Pregnancy/Females and Males of Reproductive Potential
- There are no studies with EMPLICITI with pregnant women to inform any drug associated risks.
- There is a risk of fetal harm, including severe life-threatening human birth defects associated with lenalidomide and it is contraindicated for use in pregnancy. Refer to the lenalidomide full prescribing information for requirements regarding contraception and the prohibitions against blood and/or sperm donation due to presence and transmission in blood and/or semen and for additional information.
Adverse Reactions
- Infusion reactions were reported in approximately 10% of patients treated with EMPLICITI with lenalidomide and dexamethasone. All reports of infusion reaction were Grade 3 or lower. Grade 3 infusion reactions occurred in 1% of patients.
- Serious adverse reactions were 65.4% (ERd) and 56.5% (Rd). The most frequent serious adverse reactions in the ERd arm compared to the Rd arm were: pneumonia (15.4%, 11%), pyrexia (6.9%, 4.7%), respiratory tract infection (3.1%, 1.3%), anemia (2.8%, 1.9%), pulmonary embolism (3.1%, 2.5%), and acute renal failure (2.5%, 1.9%).

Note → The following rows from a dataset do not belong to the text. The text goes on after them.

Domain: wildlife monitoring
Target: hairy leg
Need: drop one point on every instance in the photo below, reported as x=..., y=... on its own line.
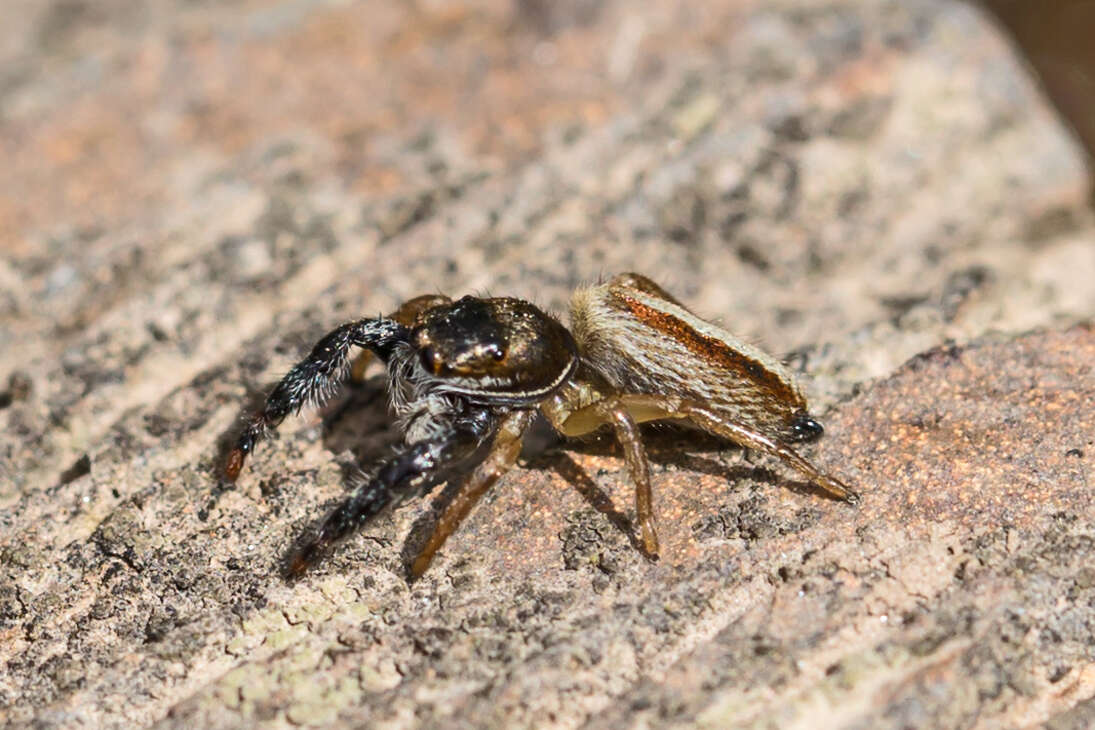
x=646, y=407
x=405, y=315
x=504, y=452
x=417, y=466
x=642, y=407
x=313, y=380
x=624, y=425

- The most common adverse reactions in ERd and Rd, respectively (>20%) were fatigue (61.6%, 51.7%), diarrhea (46.9%, 36.0%), pyrexia (37.4%, 24.6%), constipation (35.5%, 27.1%), cough (34.3%, 18.9%), peripheral neuropathy (26.7%, 20.8%), nasopharyngitis (24.5%, 19.2%), upper respiratory tract infection (22.6%, 17.4%), decreased appetite (20.8%, 12.6%), and pneumonia (20.1%, 14.2%).